A.D. and K.K. conceived and planned the experiments. M.T, R.P, Y.Ü, S.H., and A.S developed the theory. A.D., K.K., C.E., F.K., M.Ş., İ.A.K., and E.P.E. carried out the experiment. A.D. wrote the manuscript with support from C.E., K.K., and A.S. M.T performed the analytic calculations and performed the numerical simulations. All authors interpreted the data, revised it critically and contributed to the final version of the manuscript.

Informed consent

Ethics committee approval was obtained from Ankara Training and Research Hospital Animal Experiments Local Ethics Committee (Decision numbered 46 and dated 31.05.2018).

Table 1

The histopathological scoring system (Suzuki) of the liver samples [14].

Grade	Sinusoidal congestion	Vacuolization	Necrosis
0	None	None	None
1	Mild	Mild	Simple cell necrosis
2	Moderate	Moderate	0%–30 %
3	Severe	Severe	30%–60 %
4	Excessive	Excessive	>60%

Table 2

The mean histopathological scores of the study groups.

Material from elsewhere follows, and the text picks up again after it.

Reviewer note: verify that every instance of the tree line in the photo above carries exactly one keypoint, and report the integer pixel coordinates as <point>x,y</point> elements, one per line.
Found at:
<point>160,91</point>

Groups	Congestion (mean ± SD)	Vacuolisation (mean ± SD)	Necrosis (mean ±SD)
Group 1 (sham)	0.60 ± 0.51x	0.00 ± 0.00z	0.00 ± 0.00
Group 2 (IRI)	2.20 ± 0.78x.y	0.80 ± 0.78z	0.30 ± 0.28
Group 3 (IRI+ABS)	1.0 ± 0.66y	0.20 ± 0.42	0.10 ± 0.10

Significantly different. xP < 0.001 for group 1 versus group 2,

yP =0.005 for group 2 versus group 3, zP = 0.03 for group 1 and group 2.

IRI: Ischemia reperfusion injury, ABS: Ankaferd Blood Stopper.

Table 3

Liver function parameters of groups.

Groups	ALT (U/L) (mean ± SD)	AST (U/L) (mean ± SD)	Albumine (g/dL) (mean ± SD)	T Bilirubin (mg/dL) (mean ± SD)	D Bilirubin (mg/dL) (mean ± SD)
Group 1(Sham)	66.5 ± 11.36xy	176.6 ± 29.44xy	3.80 ± 0.15xp	0.06 ± 0.01	0.03 ± 0.01
Group 2(IRI)	271.40 ± 85.9xz	566.10 ± 66.88xt	3.20 ± 0.22xu	0.04 ± 0.01	0.02 ± 0.00
Group 3(IRI+ABS)	139.1 ± 31.75yz	322.80 ± 60.65yt	3.52 ± 0.12pu	0.07 ± 0.01	0.03 ± 0.01

Significantly different. xP < 0.001 for group 1 versus group 2, yP < 0.001 for group 1 versus group 3, zP = 0.002 for group 2 and group 3, tP < 0.001 for group 2 and group 3, pP = 0.001 for group 1 versus group 3, uP = 0.005 for group 2 versus group 3.

AST: Aminotransferase, ALT: Alanine aminotransferase, SD: Standard deviation, T: Total, D: Direct.

Table 4

Oxidative stress parameters of the groups.

Groups	TAS (mean ± SD) (µmol/g protein)	TOS (mean ± SD) (µmol/g protein)	MDA (mean ± SD) (nmol/g protein)	FOP (mean ± SD) (FP/g protein)
Group 1(Sham)	204.43 ± 13.27xy	17.6 ± 3.99x	9.17 ± 3.12xp	6.23 ± 1.4xp
Group 2(IRI)	130.82 ± 20.41xz	33.44 ± 8.36xt	26.64 ± 6.07xz	16.76 ± 2.52xu
Group 3(IRI+ABS)	174.45 ± 21.14yz	20.55 ± 3.13t	15.5 ± 3.5pz	10.34 ± 2.23pu

Significantly different, xP < 0.001 for group 1 versus group 2, yP = 0.005 for group 1 versus group 3, zP = 0.001 for group 2 and group 3, tP = 0.002 for group 2 and group 3, pP = 0.001 for group 1 versus group 3, uP = 0.005 for group 2 versus group 3, xu P < 0.001 for group 2 versus group 3.

TAS: Total antioxidant status, TOS: Total oxidant status, MDA: Malondialdehyde, FOP: Fluorescent oxidant products.